At one level, it is easy reviewing “Dabangg 3”. It has everything the hardcore Chulbul fans want, so it’s a great film. For them.

For a 160-minute celebration of recycled kitsch that is vying to be the year’s biggest blockbuster, simply pleasing Salman Khan’s hardcore fan base may not be enough — especially when there is a killing to be made in the Christmas season against a rumoured 90-crore budget. So, “Dabangg 3 opens well beyond the superstar’s familiar turf, in three languages -– Tamil, Telugu, and Kannada — besides the original Hindi version.

That last bit is important to understand how saleability quotient drives the efforts of the makers to craft a commercially profitable product rather than mainstream cinema with some amount of originality. This is Salman’s show all the way, but the villain is a Kannada superstar (Kichcha Sudeep). Calling the shots is Prabhudeva, actor-filmmaker who holds considerable sway in Tamil and Telugu markets. As Bollywood’s mightiest Khan goes down South to explore fresh box office, this new sequel tries rehashing the trademark “Dabangg” spirit that has always revealed a massive hangover of the vintage Madras Cut movie.

This time, Salman and company show us Chulbul Pandey’s life before the first film, pushing a prequel text of sorts in the first half before tying the loose ends in the second. It gives us a back story of Chulbul tracing his romance of the past, marking the debut of actress Saiee Manjrekar in what seems like an extended cameo and little else.

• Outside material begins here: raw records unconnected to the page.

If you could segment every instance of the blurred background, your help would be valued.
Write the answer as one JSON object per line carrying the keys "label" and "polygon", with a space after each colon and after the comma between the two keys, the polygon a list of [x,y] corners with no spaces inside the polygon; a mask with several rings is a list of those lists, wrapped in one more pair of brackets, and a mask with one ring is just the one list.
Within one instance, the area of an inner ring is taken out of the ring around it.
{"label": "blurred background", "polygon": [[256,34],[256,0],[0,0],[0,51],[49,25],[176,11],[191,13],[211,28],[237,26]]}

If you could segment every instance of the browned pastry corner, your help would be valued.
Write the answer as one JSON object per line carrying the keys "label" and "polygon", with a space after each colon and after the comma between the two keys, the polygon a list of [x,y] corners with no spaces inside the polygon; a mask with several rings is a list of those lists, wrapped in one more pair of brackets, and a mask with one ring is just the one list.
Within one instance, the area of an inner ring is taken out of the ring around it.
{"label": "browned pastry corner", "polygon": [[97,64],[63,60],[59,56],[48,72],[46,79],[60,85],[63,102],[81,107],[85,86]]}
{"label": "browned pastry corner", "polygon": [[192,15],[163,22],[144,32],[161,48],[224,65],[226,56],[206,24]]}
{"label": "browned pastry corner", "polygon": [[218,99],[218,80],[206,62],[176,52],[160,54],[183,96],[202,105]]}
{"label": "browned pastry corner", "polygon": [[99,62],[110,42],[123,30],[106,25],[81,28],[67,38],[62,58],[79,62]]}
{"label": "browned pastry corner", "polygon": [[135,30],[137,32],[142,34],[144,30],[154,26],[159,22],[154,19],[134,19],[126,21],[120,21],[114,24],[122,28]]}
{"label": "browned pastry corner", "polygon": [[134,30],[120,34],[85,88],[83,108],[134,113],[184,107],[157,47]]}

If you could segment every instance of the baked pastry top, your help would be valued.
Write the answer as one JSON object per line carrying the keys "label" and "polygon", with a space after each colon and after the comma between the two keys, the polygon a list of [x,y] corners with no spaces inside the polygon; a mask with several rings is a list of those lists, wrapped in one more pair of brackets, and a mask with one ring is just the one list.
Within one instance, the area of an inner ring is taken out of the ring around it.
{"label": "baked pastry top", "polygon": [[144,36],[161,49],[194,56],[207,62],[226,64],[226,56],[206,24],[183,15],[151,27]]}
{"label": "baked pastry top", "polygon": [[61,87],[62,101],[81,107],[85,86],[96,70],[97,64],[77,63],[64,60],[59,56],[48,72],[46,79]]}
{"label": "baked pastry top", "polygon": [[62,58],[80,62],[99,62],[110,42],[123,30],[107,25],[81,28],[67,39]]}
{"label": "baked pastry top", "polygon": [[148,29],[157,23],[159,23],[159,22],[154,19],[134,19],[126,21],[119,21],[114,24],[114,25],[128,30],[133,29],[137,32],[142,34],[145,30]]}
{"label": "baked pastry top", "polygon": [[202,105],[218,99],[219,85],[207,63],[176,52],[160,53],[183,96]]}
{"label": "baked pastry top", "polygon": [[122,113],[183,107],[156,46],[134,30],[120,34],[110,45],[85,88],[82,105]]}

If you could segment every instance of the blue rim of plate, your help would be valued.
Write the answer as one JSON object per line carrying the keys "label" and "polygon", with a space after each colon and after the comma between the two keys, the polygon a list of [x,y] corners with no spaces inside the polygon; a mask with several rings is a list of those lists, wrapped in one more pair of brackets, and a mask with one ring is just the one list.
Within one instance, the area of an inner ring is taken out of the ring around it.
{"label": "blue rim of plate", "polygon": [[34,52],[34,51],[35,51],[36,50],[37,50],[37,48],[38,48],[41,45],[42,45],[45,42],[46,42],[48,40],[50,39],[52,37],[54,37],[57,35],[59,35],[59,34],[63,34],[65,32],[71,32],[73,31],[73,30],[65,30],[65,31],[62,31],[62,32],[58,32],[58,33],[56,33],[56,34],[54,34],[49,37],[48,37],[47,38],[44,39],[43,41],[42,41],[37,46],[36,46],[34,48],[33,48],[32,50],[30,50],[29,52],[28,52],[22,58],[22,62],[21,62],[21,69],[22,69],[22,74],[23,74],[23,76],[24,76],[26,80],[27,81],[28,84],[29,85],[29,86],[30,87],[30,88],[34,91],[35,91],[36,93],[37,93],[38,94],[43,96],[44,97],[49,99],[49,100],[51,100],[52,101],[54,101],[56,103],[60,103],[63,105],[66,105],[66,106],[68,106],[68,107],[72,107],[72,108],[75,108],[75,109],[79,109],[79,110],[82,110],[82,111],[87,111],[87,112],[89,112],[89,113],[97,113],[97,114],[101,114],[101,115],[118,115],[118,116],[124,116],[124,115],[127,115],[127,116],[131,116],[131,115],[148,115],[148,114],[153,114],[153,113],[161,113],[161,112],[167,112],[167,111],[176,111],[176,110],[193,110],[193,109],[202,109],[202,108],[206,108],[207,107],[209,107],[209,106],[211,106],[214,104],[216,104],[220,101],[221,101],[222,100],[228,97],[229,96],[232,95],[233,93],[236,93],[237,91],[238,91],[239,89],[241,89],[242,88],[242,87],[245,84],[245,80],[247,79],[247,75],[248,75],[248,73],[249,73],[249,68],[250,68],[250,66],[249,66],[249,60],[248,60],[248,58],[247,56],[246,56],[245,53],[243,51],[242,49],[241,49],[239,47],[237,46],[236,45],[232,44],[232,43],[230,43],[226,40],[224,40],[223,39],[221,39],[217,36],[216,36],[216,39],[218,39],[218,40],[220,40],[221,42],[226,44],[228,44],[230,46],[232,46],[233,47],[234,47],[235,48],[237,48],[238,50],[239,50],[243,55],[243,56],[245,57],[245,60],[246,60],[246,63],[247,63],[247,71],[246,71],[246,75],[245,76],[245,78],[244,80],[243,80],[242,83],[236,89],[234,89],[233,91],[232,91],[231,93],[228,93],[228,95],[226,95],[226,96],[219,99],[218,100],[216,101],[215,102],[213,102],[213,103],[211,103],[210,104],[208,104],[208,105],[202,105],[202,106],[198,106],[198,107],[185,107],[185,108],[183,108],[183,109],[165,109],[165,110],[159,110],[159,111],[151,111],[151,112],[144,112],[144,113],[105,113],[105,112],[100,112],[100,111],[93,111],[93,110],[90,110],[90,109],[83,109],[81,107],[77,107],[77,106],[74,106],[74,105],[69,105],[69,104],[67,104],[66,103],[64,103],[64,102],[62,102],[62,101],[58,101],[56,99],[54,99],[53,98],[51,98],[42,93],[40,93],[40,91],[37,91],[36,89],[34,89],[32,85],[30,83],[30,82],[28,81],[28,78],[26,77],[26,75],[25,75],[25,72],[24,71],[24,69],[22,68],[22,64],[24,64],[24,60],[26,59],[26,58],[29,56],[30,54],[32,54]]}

Having Salman romance a much-younger Saiee looks like a mere ploy to let him revisit all that worked in the first “Dabangg”. The chemistry for one -– across those smalltown marketplace sets in the song “Naina lade” -– would hark back to what he did with Sonakshi Sinha’s Rajjo in the first film (remember “Tere mast mast do nain”?). Much of the rom-com situations between Salman and Saiee, as well as the melodrama, are also repeats of winning scenes we have seen before.